In recent decades, railroads have taken a backseat to jumbo jets and SUVs in the transportation world. Tom Cornillie is looking to reexamine the legacy of America’s railroads with a book investigating their role in forming communities, shaping regional economics and employing thousands of workers.
“Railroads shaped communities across the U.S.,” says Cornillie, a reference assistant specializing in transportation, urban development and military geography in the Map Library at the Harlan Hatcher Graduate Library. “Changes in transportation policy and technology between the 1940s and 1980s changed employment and development patterns across these communities. I look at how they adapted to this shift.”
With a grandfather employed by the railroad, Cornillie traveled by train on family vacations. These trips developed his interest in railroads.
“Taking the trains through the mountains of Pennsylvania, I saw the small towns that developed in the 19th century and how they looked very different from the suburb I grew up in,” he says.
Cornillie pursued the subject during his studies at U-M, where in 2003 he earned a bachelor’s degree in history and sociology. His honors thesis is the springboard for his book, he says.
So far Cornillie’s research has focused primarily on northwest Michigan and the Chicago area, although he eventually wants to do an international comparison of railroad systems and their relationship to different labor policies and government support.
Occasionally Cornillie’s discoveries surprise him, such as the strong grassroots effort that arose following the federal government’s proposal to abandon all railroads in the northwest Lower Peninsula of Michigan in 1974.
“Typically these were very conservative communities, but when they were faced with the loss of rail service, they demanded that either the state or federal government take action to protect this service,” he says. “I didn’t expect to see that kind of passion and personal involvement.”
Cornillie consults a wide array of resources to get the information he needs, including primary sources such as court records and business documents and the National Archives in College Park, Md., and Northwestern University’s transportation library—the largest in the world. The personal interviews, however, are the most rewarding for him.

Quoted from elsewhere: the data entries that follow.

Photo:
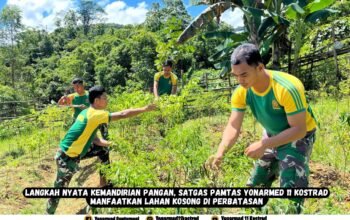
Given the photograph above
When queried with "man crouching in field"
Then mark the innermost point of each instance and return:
(81, 142)
(278, 102)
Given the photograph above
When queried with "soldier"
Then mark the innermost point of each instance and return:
(165, 82)
(78, 100)
(80, 142)
(278, 102)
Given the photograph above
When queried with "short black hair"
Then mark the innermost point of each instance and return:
(77, 81)
(95, 92)
(168, 63)
(246, 53)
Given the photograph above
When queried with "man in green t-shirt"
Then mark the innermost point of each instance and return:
(277, 100)
(165, 82)
(81, 142)
(78, 100)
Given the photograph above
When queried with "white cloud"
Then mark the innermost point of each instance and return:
(118, 12)
(234, 18)
(41, 13)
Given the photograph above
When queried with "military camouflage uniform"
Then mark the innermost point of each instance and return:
(284, 97)
(67, 167)
(290, 162)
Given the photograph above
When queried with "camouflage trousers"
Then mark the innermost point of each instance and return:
(67, 167)
(290, 162)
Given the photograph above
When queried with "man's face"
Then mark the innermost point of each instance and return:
(103, 101)
(166, 69)
(245, 74)
(78, 88)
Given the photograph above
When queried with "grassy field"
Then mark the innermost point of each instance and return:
(168, 149)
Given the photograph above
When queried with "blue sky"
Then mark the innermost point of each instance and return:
(42, 13)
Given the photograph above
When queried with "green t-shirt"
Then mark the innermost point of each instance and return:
(165, 84)
(76, 99)
(81, 134)
(285, 96)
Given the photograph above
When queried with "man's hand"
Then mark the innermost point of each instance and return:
(82, 106)
(151, 107)
(214, 162)
(255, 150)
(101, 142)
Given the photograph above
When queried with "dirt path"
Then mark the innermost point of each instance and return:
(15, 179)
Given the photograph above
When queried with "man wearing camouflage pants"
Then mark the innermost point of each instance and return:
(81, 142)
(278, 102)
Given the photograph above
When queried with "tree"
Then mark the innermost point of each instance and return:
(157, 17)
(266, 22)
(88, 11)
(10, 23)
(71, 23)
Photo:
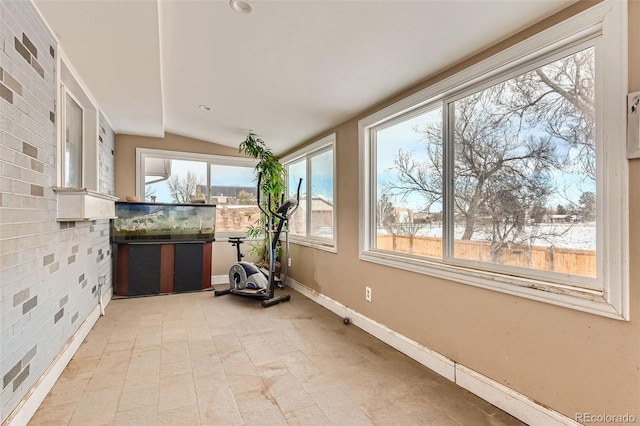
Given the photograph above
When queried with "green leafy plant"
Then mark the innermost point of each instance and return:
(272, 186)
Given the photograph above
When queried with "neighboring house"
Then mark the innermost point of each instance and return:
(544, 354)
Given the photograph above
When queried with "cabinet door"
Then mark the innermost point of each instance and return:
(144, 269)
(188, 267)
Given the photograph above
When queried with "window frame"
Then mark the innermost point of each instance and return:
(607, 21)
(68, 82)
(208, 159)
(321, 146)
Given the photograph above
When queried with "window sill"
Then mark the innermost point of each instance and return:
(82, 204)
(319, 245)
(594, 302)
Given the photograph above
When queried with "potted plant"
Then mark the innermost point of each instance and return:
(272, 187)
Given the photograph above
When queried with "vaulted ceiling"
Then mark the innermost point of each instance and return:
(287, 71)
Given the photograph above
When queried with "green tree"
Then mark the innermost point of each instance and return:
(183, 188)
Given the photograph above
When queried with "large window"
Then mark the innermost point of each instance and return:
(77, 127)
(314, 221)
(511, 175)
(177, 177)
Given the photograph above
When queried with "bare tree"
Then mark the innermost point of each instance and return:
(560, 97)
(508, 140)
(183, 188)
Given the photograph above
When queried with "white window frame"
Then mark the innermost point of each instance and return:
(611, 298)
(327, 143)
(68, 82)
(208, 159)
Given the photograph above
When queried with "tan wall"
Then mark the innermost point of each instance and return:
(125, 153)
(565, 359)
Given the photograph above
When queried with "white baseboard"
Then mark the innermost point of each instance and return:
(503, 397)
(32, 400)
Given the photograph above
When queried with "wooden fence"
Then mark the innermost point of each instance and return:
(562, 260)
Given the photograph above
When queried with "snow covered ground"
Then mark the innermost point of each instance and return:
(580, 236)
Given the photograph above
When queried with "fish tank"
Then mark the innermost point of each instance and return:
(140, 221)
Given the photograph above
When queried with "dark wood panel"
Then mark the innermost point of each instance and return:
(167, 263)
(188, 267)
(206, 265)
(144, 269)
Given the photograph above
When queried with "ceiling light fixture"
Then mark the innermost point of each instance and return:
(241, 6)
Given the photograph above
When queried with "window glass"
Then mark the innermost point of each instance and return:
(295, 172)
(73, 143)
(174, 181)
(322, 195)
(525, 170)
(408, 214)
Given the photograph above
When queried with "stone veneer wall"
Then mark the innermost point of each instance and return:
(48, 270)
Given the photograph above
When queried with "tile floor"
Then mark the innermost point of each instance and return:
(192, 359)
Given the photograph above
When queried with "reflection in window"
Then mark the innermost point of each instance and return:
(73, 143)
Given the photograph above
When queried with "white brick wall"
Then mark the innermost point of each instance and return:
(48, 270)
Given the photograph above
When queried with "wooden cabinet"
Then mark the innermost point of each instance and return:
(155, 268)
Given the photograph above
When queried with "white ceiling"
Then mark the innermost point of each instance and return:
(288, 71)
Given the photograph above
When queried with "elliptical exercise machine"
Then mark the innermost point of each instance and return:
(245, 278)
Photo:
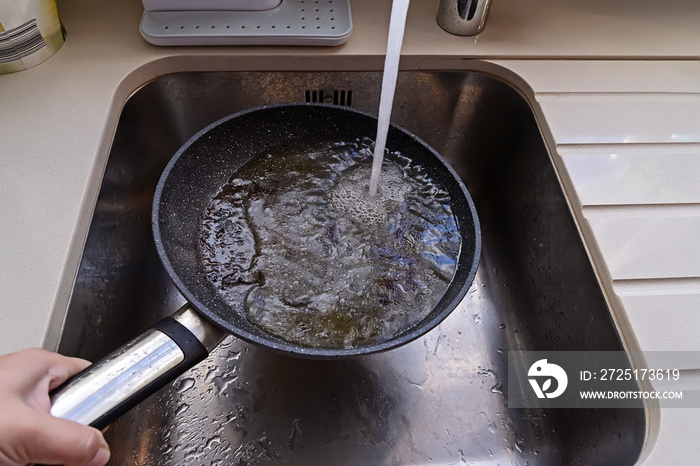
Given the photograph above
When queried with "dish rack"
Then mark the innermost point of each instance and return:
(291, 22)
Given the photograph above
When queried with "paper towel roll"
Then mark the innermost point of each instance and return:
(30, 32)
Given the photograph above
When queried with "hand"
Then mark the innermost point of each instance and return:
(28, 433)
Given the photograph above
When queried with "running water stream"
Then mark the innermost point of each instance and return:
(397, 25)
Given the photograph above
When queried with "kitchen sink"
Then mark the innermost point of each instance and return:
(441, 399)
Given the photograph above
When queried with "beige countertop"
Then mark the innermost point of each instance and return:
(615, 84)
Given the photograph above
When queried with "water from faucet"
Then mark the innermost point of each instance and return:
(397, 25)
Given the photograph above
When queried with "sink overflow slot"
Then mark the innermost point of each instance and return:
(339, 97)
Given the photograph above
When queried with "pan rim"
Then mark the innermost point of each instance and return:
(410, 334)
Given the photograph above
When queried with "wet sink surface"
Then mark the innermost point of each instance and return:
(438, 400)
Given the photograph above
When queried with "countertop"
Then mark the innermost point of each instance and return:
(616, 86)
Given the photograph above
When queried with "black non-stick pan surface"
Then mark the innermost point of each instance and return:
(207, 161)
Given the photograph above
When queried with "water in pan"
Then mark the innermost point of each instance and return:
(319, 261)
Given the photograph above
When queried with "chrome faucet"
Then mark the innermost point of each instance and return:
(463, 17)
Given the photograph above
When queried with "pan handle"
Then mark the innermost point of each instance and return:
(112, 386)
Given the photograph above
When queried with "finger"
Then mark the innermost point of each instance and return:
(51, 440)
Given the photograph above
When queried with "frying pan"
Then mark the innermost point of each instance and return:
(115, 384)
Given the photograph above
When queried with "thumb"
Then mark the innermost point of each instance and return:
(54, 440)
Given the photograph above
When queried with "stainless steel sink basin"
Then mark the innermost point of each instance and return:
(438, 400)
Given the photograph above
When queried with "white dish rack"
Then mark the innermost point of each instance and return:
(271, 22)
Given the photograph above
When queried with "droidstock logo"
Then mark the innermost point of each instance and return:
(543, 371)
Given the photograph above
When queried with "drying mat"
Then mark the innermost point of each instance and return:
(294, 22)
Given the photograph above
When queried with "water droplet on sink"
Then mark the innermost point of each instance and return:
(185, 385)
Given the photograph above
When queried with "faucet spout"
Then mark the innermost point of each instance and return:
(463, 17)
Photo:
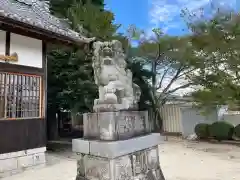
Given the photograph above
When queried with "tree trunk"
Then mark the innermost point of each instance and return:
(74, 118)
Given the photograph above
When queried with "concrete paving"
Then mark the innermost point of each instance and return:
(180, 160)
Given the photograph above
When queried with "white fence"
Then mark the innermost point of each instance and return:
(233, 118)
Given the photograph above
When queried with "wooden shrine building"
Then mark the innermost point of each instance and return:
(25, 28)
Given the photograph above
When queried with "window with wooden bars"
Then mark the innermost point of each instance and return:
(20, 96)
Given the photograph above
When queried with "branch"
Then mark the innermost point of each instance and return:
(180, 87)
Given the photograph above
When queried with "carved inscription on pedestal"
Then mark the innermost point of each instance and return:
(97, 168)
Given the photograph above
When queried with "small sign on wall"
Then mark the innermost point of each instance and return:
(12, 58)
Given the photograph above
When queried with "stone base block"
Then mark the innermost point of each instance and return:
(140, 165)
(15, 162)
(114, 149)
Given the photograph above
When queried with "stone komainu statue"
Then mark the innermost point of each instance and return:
(114, 81)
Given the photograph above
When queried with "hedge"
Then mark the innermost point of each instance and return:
(202, 130)
(221, 130)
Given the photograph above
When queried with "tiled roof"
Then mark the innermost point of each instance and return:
(36, 13)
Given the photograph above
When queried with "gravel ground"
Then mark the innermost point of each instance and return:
(180, 160)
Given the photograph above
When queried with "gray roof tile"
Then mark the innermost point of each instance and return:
(36, 13)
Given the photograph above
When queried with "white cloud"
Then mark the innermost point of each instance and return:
(164, 12)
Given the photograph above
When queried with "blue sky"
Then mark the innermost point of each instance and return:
(148, 14)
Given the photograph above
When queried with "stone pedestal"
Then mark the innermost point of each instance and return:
(118, 146)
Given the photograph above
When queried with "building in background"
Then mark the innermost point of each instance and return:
(25, 28)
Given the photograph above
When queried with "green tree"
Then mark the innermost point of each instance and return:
(217, 50)
(170, 60)
(70, 74)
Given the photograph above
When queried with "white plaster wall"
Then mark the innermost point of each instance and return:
(2, 42)
(29, 50)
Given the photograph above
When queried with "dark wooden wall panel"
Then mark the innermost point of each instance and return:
(17, 135)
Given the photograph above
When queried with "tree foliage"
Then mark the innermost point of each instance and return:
(70, 74)
(217, 57)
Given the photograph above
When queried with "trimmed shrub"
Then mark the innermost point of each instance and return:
(221, 130)
(202, 130)
(237, 131)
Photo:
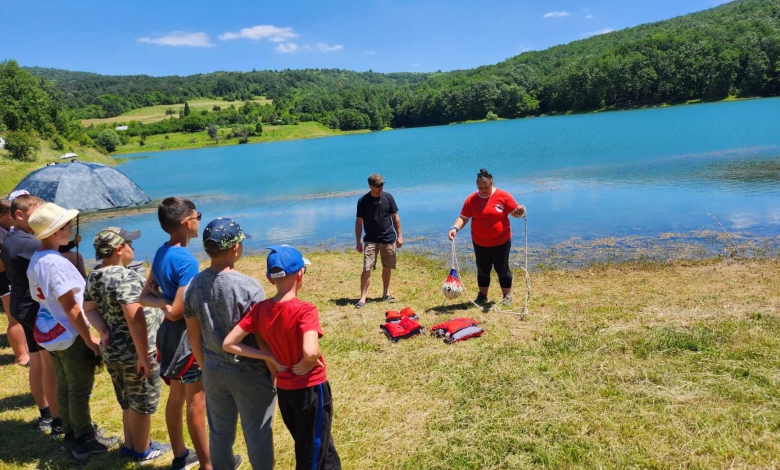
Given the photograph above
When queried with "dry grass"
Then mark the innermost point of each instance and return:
(645, 365)
(157, 113)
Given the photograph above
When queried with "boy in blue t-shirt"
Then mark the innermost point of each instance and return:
(172, 270)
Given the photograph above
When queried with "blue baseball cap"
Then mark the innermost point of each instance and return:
(286, 258)
(224, 232)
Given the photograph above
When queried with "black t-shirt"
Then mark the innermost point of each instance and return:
(17, 250)
(376, 212)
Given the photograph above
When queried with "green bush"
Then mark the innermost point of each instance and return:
(109, 140)
(22, 146)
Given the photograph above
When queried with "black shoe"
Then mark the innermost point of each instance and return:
(186, 461)
(56, 427)
(93, 443)
(43, 424)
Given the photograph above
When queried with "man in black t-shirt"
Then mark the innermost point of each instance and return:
(17, 250)
(377, 214)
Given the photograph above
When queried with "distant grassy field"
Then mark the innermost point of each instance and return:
(12, 171)
(657, 366)
(157, 113)
(180, 140)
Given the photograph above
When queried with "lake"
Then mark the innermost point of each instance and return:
(628, 183)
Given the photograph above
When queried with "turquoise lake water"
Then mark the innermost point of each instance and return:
(629, 175)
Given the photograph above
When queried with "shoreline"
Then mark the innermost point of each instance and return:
(260, 140)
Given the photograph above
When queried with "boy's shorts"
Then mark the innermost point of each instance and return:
(5, 285)
(386, 252)
(141, 396)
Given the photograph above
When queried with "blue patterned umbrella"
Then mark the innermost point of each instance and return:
(87, 187)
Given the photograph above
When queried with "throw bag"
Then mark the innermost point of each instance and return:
(394, 316)
(405, 328)
(452, 287)
(457, 329)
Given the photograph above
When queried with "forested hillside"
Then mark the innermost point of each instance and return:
(730, 50)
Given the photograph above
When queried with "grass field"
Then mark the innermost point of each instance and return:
(12, 171)
(180, 140)
(157, 113)
(616, 366)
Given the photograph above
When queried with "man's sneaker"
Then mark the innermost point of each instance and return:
(188, 460)
(93, 443)
(68, 440)
(43, 424)
(155, 450)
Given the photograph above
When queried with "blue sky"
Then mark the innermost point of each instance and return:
(173, 37)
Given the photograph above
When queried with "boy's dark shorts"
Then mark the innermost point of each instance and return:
(141, 396)
(5, 285)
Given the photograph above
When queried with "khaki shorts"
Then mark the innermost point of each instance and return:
(386, 251)
(141, 396)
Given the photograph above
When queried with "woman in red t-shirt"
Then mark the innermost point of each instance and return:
(491, 234)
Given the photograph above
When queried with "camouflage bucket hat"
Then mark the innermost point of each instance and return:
(108, 239)
(223, 233)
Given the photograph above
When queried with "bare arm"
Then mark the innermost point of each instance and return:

“I try to find people who authored the documents I find in archives and talk about what they did with the railroad or government to get their perspective,” Cornillie says. “I’ve had great luck in finding people that have been willing to open up and share with me what they did years ago.”
Working 20-30 hours a week on the project, Cornillie has completed 50-60 percent of his research and 20 percent of the book, along with various smaller projects. He hopes to have the manuscript done within the next two years.
When he is not at the map library or working on his research, Cornillie enjoys photography, painting and drawing.